Background: Years ago, studies revealed that the consumption of trans fatty acids contribute to increased blood LDL cholesterol, known as the “bad” cholesterol, thereby raising the risk of coronary heart disease. Trans fatty acids or trans fat are made through the process of hydrogenation that solidifies liquid oils. Types of foods that may contain trans fatty acids include vegetable shortenings, some margarines, some cookies and some snack foods. A citizen’s petition (docket number 94-P0036/CP1), filed in 1994 by the Center for Science in the Public Interest (CSPI), addressed the issue of dietary trans fats and the link to coronary heart disease. A proposed rule was published in the Federal Register (64 FR 62746 November 17, 1999). FDA extended the comment period to April 17, 2000 (65 FR 7806); however, the proposal generated enormous response and the comment period was reopened until January 19, 2001 (65 FR 75887 December 5, 2000). The final rule, (68 FR 41434 July 11, 2003) effective January 1, 2006, required the declaration of trans fatty acids or trans fats on nutrition labels of conventional foods and dietary supplements. However, since implementation of the trans fat regulation, FDA found that although many processed foods have been reformulated to reduce the amount of trans fat, a significant number of products still contain PHOs.

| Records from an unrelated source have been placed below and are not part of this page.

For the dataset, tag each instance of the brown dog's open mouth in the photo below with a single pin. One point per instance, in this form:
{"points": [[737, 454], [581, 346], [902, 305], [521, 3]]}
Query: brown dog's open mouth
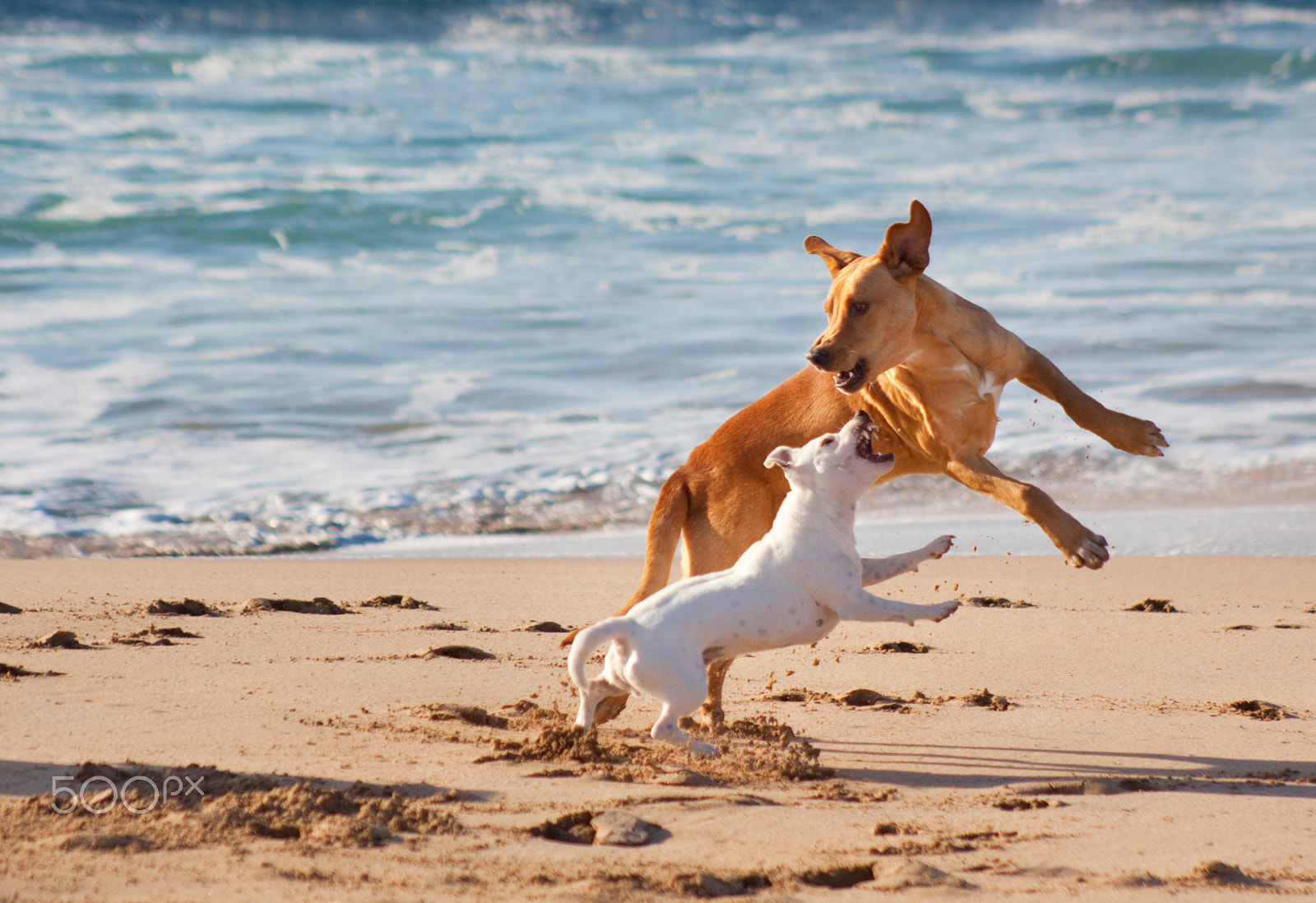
{"points": [[864, 447], [850, 381]]}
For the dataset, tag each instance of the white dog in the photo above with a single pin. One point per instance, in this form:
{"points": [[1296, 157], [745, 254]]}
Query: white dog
{"points": [[790, 587]]}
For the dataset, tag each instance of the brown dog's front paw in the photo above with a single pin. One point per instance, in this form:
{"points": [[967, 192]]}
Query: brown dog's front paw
{"points": [[1090, 552], [940, 547], [609, 710], [1136, 436]]}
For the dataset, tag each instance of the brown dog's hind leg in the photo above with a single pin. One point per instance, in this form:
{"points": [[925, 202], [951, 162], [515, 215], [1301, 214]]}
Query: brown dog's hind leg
{"points": [[1082, 547], [1127, 433], [711, 712]]}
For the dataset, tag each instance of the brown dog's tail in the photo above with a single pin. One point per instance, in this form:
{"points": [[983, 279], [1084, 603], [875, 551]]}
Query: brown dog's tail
{"points": [[661, 541]]}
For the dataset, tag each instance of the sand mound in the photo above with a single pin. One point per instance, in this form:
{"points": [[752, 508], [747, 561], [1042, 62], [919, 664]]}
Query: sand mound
{"points": [[997, 602], [1256, 708], [317, 606], [1155, 604], [986, 699], [15, 672], [155, 636], [395, 602], [753, 752], [58, 640], [188, 607], [465, 653], [901, 646]]}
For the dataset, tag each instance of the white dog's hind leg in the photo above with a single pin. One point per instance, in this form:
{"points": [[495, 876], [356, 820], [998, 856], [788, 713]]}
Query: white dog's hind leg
{"points": [[666, 729], [681, 686], [866, 607], [883, 569], [590, 699], [599, 688]]}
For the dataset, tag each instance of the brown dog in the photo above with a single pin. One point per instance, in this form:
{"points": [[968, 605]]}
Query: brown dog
{"points": [[925, 365]]}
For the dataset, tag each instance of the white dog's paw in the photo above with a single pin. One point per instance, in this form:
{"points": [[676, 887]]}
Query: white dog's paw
{"points": [[940, 547], [701, 748]]}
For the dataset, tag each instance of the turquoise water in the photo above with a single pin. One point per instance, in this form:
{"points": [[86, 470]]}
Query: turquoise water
{"points": [[326, 276]]}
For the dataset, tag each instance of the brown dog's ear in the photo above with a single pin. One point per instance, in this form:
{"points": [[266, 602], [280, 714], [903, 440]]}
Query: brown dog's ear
{"points": [[836, 258], [782, 457], [906, 247]]}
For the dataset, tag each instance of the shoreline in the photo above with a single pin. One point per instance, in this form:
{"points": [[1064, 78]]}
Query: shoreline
{"points": [[1252, 530], [1125, 716]]}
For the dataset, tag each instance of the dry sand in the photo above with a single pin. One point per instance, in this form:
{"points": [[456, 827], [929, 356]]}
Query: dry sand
{"points": [[1107, 761]]}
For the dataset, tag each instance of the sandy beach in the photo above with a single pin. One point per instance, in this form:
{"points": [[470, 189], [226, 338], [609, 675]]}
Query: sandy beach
{"points": [[324, 756]]}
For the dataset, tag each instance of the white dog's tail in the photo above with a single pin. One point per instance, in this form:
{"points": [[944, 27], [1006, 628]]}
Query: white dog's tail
{"points": [[589, 640]]}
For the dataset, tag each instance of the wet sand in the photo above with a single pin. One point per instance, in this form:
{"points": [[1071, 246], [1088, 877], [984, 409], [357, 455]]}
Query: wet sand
{"points": [[1059, 748]]}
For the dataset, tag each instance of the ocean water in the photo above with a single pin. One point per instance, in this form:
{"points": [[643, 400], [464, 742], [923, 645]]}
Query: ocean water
{"points": [[328, 276]]}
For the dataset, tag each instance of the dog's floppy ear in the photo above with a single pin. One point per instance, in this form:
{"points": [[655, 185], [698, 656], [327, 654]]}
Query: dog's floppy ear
{"points": [[906, 247], [836, 260], [783, 457]]}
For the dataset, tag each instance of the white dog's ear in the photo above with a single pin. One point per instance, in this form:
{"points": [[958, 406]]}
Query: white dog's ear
{"points": [[782, 456]]}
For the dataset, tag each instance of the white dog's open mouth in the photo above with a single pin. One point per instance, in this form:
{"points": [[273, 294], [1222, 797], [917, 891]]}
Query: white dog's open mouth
{"points": [[864, 447], [850, 381]]}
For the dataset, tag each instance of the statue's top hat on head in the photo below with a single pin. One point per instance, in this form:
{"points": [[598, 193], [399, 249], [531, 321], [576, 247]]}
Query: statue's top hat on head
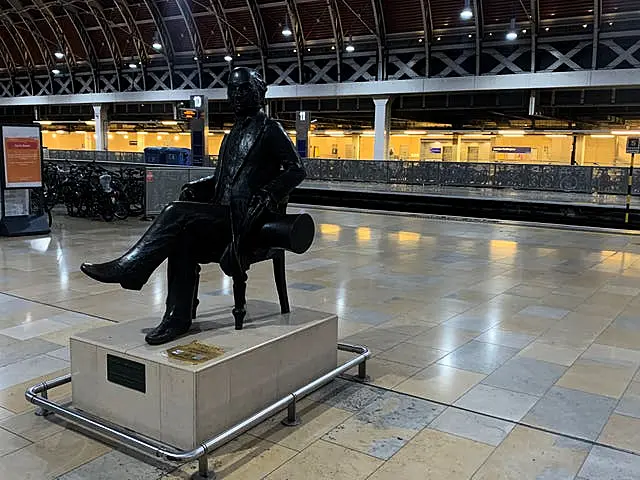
{"points": [[246, 90]]}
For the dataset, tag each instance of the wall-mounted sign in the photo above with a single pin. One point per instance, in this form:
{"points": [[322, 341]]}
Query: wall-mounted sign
{"points": [[22, 154], [633, 145], [512, 149], [188, 113]]}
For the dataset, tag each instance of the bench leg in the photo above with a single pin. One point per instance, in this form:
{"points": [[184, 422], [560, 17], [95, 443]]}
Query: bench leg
{"points": [[240, 300], [196, 302], [281, 282]]}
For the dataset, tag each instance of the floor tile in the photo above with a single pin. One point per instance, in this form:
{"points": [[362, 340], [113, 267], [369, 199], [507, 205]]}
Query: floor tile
{"points": [[622, 432], [385, 426], [319, 461], [412, 354], [572, 412], [525, 375], [497, 402], [37, 328], [440, 383], [479, 428], [435, 455], [114, 466], [599, 378], [478, 357], [544, 312], [244, 458], [21, 350], [52, 457], [607, 464], [30, 368], [444, 338], [506, 338], [551, 353], [528, 453], [629, 404], [9, 442]]}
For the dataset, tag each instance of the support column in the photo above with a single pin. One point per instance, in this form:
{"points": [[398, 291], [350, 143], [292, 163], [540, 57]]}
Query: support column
{"points": [[102, 127], [382, 127], [303, 125]]}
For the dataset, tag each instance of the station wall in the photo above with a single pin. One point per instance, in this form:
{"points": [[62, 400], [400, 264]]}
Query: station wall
{"points": [[606, 150]]}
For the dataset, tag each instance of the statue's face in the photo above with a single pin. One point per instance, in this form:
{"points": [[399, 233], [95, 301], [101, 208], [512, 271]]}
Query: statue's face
{"points": [[243, 95]]}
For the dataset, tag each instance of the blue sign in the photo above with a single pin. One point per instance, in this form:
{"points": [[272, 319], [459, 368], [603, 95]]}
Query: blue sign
{"points": [[512, 149]]}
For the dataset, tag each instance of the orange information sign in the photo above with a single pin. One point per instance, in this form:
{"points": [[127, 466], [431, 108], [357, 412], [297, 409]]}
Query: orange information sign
{"points": [[22, 157]]}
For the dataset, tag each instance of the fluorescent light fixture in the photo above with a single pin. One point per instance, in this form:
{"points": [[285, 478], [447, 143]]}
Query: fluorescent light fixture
{"points": [[625, 132], [466, 13], [512, 34]]}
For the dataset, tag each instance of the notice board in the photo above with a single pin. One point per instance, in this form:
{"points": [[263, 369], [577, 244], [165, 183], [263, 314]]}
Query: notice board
{"points": [[22, 157]]}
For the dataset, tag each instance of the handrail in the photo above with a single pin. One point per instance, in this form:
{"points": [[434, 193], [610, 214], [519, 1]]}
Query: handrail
{"points": [[38, 395]]}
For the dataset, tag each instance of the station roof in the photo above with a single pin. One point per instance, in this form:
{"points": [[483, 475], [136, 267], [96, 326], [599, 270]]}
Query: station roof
{"points": [[95, 31]]}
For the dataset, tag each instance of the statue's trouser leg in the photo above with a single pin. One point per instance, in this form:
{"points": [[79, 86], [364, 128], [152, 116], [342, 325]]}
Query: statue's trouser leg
{"points": [[134, 268]]}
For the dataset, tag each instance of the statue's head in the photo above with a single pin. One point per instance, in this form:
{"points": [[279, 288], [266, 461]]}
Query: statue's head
{"points": [[246, 90]]}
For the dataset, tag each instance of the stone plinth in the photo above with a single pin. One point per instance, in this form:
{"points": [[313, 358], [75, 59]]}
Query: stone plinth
{"points": [[118, 377]]}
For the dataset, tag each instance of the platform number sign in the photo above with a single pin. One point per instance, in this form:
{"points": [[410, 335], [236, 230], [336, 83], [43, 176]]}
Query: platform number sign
{"points": [[633, 145]]}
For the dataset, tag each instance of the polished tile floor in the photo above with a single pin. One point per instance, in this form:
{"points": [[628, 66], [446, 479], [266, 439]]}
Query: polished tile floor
{"points": [[500, 352]]}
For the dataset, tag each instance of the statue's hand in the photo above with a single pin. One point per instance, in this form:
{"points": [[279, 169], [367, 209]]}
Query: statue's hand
{"points": [[187, 194]]}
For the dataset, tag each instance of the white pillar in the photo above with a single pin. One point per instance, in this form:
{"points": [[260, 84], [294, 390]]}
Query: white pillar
{"points": [[382, 128], [102, 127]]}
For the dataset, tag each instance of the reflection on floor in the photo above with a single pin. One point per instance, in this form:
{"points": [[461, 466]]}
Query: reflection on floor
{"points": [[500, 352]]}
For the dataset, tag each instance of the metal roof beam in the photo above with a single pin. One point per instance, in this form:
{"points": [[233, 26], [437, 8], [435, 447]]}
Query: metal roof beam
{"points": [[161, 27], [294, 17], [338, 33], [427, 25], [381, 34], [261, 33], [585, 79]]}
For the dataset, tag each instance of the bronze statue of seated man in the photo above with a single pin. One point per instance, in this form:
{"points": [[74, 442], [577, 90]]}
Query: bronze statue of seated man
{"points": [[215, 218]]}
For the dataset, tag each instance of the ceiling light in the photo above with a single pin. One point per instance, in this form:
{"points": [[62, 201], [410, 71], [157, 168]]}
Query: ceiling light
{"points": [[512, 34], [467, 13]]}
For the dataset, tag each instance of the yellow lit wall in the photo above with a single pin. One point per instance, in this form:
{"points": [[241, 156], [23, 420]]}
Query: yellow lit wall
{"points": [[589, 151]]}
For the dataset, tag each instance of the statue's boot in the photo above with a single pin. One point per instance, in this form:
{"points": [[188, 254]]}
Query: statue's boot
{"points": [[133, 269], [183, 279]]}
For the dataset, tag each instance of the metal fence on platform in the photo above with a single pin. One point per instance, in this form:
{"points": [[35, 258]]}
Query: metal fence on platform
{"points": [[558, 178]]}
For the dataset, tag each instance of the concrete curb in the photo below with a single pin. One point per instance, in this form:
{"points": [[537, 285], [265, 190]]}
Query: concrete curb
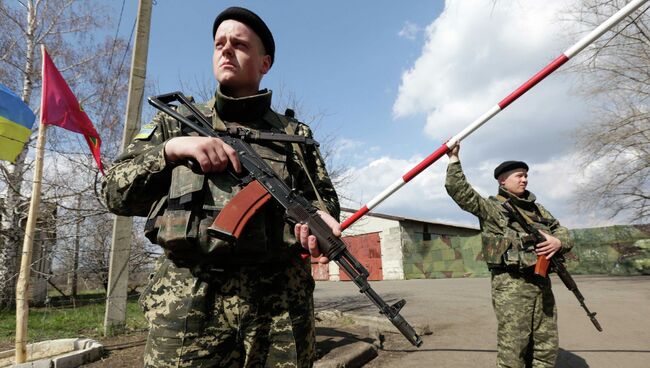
{"points": [[348, 356], [61, 353], [383, 324]]}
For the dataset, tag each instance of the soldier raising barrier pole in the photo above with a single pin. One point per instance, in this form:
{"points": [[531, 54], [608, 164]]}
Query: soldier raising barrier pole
{"points": [[550, 68]]}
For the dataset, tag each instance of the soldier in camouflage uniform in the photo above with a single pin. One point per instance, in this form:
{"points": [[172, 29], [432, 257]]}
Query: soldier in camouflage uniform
{"points": [[523, 301], [211, 303]]}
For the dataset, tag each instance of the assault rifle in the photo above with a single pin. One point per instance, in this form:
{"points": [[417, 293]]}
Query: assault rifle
{"points": [[557, 261], [262, 184]]}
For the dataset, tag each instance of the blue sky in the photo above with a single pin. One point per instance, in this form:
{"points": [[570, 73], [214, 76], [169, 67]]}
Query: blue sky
{"points": [[392, 80]]}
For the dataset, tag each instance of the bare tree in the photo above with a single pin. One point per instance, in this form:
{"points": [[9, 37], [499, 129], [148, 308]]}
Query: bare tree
{"points": [[96, 72], [615, 146]]}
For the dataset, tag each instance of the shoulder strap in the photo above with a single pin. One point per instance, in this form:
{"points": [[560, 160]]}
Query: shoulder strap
{"points": [[289, 124]]}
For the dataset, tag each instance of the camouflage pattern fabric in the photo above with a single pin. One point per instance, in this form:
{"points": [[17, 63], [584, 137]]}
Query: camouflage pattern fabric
{"points": [[210, 303], [620, 250], [526, 320], [241, 317], [523, 303], [503, 240]]}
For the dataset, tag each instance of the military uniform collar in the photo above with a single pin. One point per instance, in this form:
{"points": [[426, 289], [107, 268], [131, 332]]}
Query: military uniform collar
{"points": [[526, 202], [242, 109]]}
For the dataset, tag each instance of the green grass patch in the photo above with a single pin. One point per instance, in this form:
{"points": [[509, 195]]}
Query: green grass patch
{"points": [[83, 319]]}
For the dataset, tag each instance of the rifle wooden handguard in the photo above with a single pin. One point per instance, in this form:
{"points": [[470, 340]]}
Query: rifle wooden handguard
{"points": [[235, 215]]}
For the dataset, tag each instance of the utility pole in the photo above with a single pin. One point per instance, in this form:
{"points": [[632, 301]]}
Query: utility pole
{"points": [[118, 273]]}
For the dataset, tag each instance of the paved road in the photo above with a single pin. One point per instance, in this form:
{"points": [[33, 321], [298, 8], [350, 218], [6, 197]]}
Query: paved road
{"points": [[459, 313]]}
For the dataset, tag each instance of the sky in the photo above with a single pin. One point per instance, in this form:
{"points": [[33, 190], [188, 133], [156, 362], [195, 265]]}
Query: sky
{"points": [[390, 81]]}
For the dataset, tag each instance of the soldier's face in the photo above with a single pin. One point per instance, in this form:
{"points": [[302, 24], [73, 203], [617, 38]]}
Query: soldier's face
{"points": [[515, 181], [239, 60]]}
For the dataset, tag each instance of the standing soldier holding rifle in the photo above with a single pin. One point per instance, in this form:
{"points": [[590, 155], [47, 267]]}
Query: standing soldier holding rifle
{"points": [[523, 301], [211, 302]]}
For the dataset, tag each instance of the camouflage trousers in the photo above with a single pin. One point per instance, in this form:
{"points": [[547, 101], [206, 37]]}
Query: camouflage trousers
{"points": [[527, 320], [253, 316]]}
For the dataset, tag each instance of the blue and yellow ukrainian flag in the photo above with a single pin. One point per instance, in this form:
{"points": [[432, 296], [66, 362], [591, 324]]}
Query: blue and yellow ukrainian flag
{"points": [[16, 120]]}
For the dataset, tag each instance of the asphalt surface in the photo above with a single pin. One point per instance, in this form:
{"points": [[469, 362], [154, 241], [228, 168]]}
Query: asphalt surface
{"points": [[459, 314]]}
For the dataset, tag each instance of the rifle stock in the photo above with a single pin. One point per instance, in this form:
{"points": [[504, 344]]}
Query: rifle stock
{"points": [[298, 209]]}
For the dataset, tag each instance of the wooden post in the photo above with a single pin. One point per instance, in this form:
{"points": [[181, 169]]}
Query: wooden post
{"points": [[118, 272]]}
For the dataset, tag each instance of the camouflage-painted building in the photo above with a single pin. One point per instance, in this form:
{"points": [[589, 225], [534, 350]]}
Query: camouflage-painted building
{"points": [[396, 248]]}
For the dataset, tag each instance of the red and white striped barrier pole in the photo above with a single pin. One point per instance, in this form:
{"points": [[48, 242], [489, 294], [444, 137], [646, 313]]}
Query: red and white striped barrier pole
{"points": [[550, 68]]}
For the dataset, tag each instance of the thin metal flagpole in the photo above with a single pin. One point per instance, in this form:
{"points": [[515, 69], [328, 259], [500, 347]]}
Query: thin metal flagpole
{"points": [[550, 68]]}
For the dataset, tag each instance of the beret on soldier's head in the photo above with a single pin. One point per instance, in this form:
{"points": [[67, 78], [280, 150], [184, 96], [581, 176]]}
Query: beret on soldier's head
{"points": [[253, 21], [506, 166]]}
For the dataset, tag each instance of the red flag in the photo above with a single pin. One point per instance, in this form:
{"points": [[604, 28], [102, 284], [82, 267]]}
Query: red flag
{"points": [[60, 107]]}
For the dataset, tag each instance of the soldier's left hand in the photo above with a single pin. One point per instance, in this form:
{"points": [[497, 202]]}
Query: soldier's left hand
{"points": [[548, 247], [309, 242]]}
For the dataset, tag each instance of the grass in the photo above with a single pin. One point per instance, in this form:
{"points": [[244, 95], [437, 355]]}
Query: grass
{"points": [[84, 319]]}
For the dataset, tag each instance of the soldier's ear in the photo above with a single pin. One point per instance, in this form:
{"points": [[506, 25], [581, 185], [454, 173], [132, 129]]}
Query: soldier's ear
{"points": [[266, 64]]}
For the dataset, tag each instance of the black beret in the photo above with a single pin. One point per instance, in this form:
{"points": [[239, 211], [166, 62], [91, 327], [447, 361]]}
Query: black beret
{"points": [[506, 166], [252, 20]]}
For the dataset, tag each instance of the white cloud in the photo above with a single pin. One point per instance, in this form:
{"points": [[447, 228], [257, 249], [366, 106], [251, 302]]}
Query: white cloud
{"points": [[409, 31], [475, 54]]}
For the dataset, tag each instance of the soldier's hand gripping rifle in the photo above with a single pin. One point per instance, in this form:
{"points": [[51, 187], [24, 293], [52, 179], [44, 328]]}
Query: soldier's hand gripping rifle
{"points": [[262, 184], [557, 263]]}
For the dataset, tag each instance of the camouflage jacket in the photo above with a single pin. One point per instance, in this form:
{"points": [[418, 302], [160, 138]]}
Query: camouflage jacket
{"points": [[504, 241], [143, 183]]}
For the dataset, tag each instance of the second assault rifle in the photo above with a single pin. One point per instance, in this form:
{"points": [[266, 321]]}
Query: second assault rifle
{"points": [[262, 184], [557, 263]]}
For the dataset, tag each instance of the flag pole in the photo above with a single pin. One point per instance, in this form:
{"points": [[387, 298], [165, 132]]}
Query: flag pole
{"points": [[550, 68], [22, 286]]}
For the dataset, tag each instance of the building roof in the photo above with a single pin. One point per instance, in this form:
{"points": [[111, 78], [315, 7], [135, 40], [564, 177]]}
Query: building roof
{"points": [[400, 218]]}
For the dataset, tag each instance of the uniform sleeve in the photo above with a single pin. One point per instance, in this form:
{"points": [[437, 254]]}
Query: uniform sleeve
{"points": [[464, 194], [140, 175], [557, 230], [495, 225], [320, 176]]}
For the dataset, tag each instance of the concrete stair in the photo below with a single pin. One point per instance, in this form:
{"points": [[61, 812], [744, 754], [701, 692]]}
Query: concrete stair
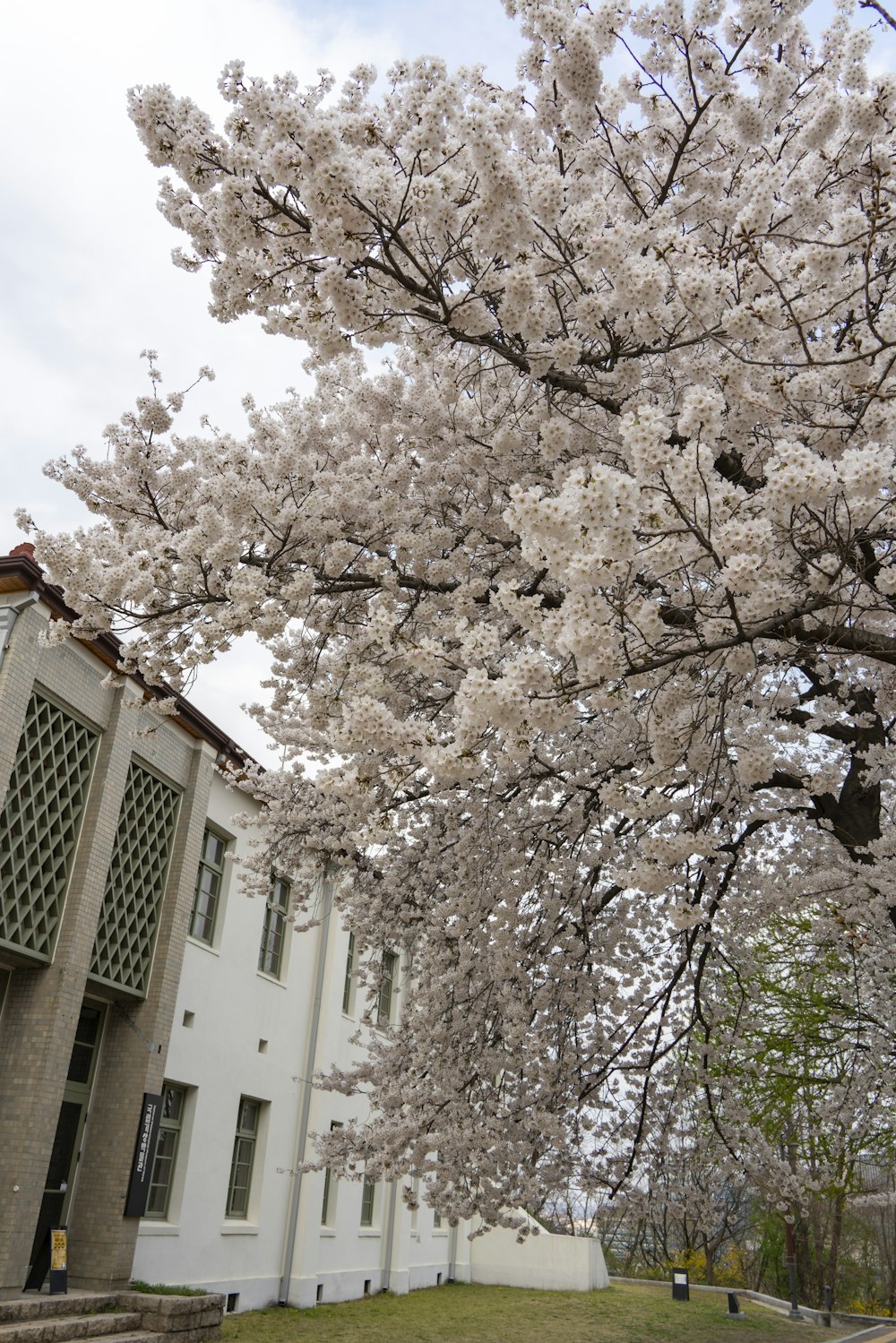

What the Order Means: The FDA Order specific to the PHO ban means that food manufacturers would no longer be permitted to sell PHOs, either directly or as ingredients in another food product, without prior FDA approval for use as a food additive. This means compelling scientific demonstrating that the proposed use is reasonably certain not to present a risk of harm to consumers. A good review of the Final Order is available at:
Compliance Date: No later than June 18, 2018.
Looking Ahead: There is a three-year phase-out period for reformulation and product relabeling. Did FDA utilize the correct approach? Apparently, it is a long time in coming and FDA is mandated under the Food, Drug, and Cosmetic Act to protect the public. Valid scientific evidence exists today that the GRAS removal is long overdue. The issue is whether industry will comply without legal challenges. Yet, it is likely that litigation will result from the FDA Order and Determination to Ban PHOs from the GRAS list.